Negotiations to free eight foreign workers abducted from an oil rig in the Niger Delta are progressing well, government officials have said.
President Olusegun Obasanjo has joined in the mediation efforts and his spokeswoman said he was optimistic the men would be freed unharmed.
Six Britons, a Canadian and an American were seized on Friday from an offshore rig in the south of the country.
Militants in the region are seeking more local control of oil wealth.
The BBC's Alex Last in Lagos said indications are that negotiations with the kidnappers should be resolved quickly.
The men are reported to be in good health - they have received clothing and toiletries and have also been allowed to call their employers.
It is not clear who is holding the men.
The rig, 20km (12miles) out to sea, had sent out a distress call on Friday, saying it was under attack from between 20 and 30 men in speedboats.
The attackers in four boats fired shots into the air before boarding the rig, security sources said.
There were 84 oil workers on the rig when it was attacked, said a spokeswoman for Aberdeen-based Dolphin Drilling, which operates the rig.
The Nigerian government said the kidnapping appeared to be the result of a local dispute.
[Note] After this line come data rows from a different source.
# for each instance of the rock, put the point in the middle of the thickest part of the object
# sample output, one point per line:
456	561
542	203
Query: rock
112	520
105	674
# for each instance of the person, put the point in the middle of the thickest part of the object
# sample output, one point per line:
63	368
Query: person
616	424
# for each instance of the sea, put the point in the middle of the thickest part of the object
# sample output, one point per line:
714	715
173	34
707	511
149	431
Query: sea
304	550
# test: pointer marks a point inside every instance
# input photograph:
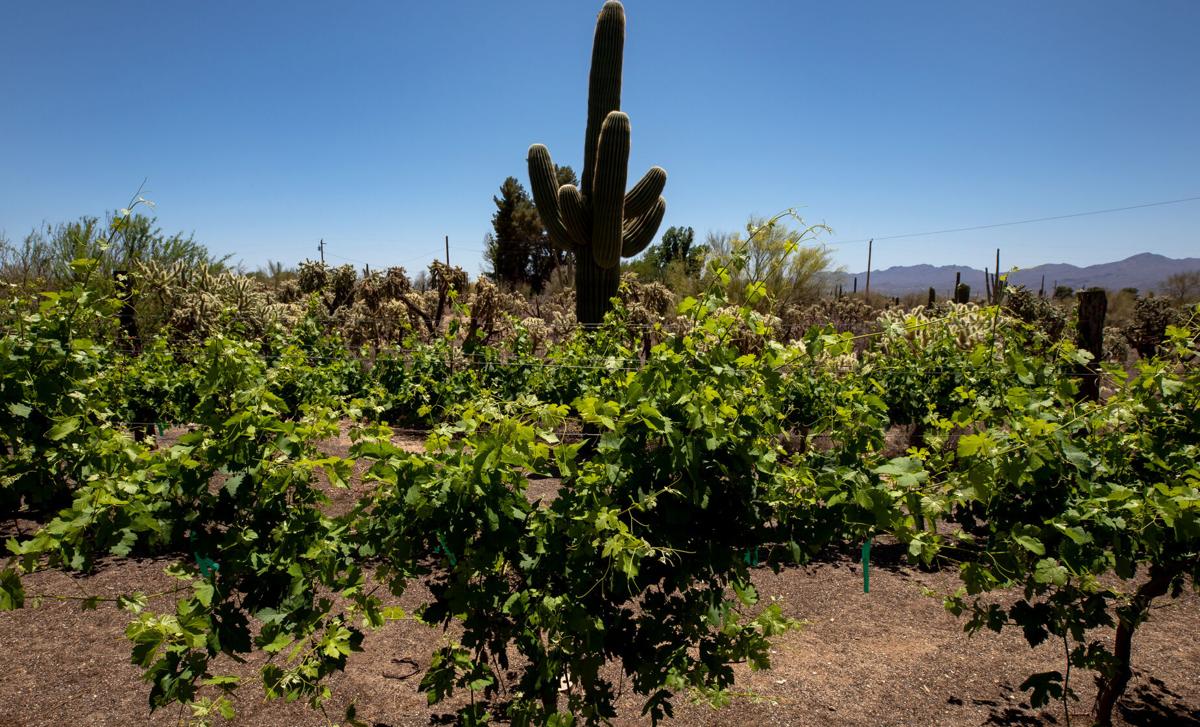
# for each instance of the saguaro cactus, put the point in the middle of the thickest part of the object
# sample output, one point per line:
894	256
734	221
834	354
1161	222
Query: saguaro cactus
599	221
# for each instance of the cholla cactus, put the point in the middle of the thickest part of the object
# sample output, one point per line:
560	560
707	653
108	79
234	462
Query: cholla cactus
598	221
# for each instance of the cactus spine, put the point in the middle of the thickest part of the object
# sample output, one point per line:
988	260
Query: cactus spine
599	221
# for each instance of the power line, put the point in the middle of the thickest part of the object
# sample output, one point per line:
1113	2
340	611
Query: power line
995	224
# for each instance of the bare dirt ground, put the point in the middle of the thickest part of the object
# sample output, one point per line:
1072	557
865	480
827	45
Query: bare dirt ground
891	656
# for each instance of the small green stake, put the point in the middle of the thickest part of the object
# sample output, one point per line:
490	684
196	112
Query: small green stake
867	565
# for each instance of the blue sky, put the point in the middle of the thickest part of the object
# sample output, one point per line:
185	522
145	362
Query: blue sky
383	126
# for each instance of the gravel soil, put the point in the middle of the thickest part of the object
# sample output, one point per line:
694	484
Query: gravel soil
889	656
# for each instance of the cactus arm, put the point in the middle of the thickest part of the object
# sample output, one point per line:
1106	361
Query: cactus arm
640	230
609	190
574	215
544	184
604	84
646	193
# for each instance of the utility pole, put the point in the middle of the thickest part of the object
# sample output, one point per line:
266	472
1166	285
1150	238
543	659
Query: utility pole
870	245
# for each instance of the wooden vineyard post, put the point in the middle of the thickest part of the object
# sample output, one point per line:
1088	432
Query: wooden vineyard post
1090	336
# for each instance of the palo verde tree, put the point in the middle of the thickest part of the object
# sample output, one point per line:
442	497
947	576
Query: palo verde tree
597	220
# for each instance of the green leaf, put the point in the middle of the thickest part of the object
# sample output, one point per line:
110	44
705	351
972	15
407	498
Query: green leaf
1031	544
18	409
12	594
63	428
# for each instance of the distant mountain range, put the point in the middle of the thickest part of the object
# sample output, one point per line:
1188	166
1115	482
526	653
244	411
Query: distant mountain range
1145	271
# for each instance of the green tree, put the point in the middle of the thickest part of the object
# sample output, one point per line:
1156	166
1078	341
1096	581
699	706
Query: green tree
519	248
781	266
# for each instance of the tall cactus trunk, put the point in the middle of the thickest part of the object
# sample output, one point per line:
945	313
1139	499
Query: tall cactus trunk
598	221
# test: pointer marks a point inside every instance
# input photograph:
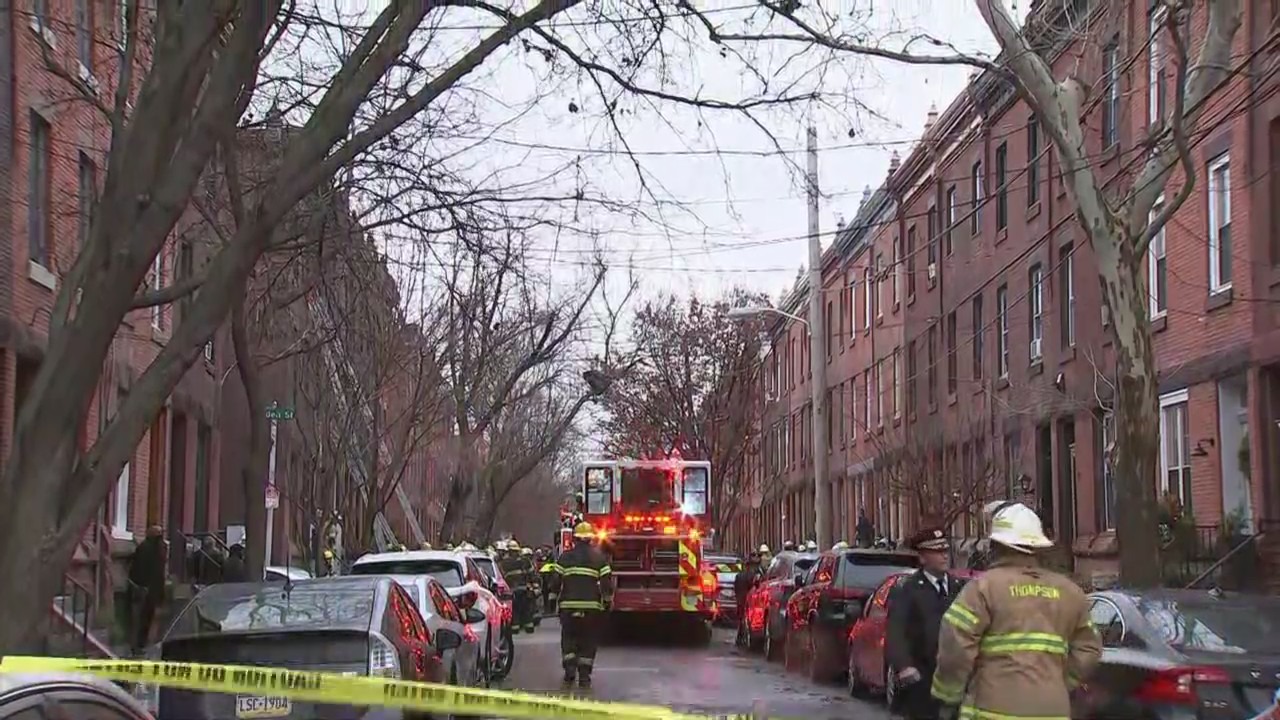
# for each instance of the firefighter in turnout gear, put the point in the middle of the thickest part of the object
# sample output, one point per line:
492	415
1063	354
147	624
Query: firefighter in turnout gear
516	570
585	584
1016	639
In the Niger Delta that usually means a community feels it has not been sufficiently compensated by oil companies and in those cases often a cash payment resolves the issue, our correspondent says.
An upsurge of attacks on foreign oil interests has cut Nigeria's oil production by 25% - a key factor in the high world price of crude oil.
The Niger Delta is home to Nigeria's oil industry, but there is widespread poverty and numerous armed militia groups operate in the area.
One group, the Movement for the Emancipation of the Niger Delta (Mend), says it is fighting for greater local control of the oil revenues and compensation from oil companies for pollution in the Delta.
In recent months, Mend has twice taken foreigners hostage in a series of raids. In both cases the men were eventually released unharmed.
However, the group has sent an email to media organisations saying it was not involved in Friday's kidnappings.
In April, Mend rejected President Obasanjo's offer of thousands more jobs and a new motorway for the area, saying it did not address its demands for more local control of oil wealth and demilitarisation.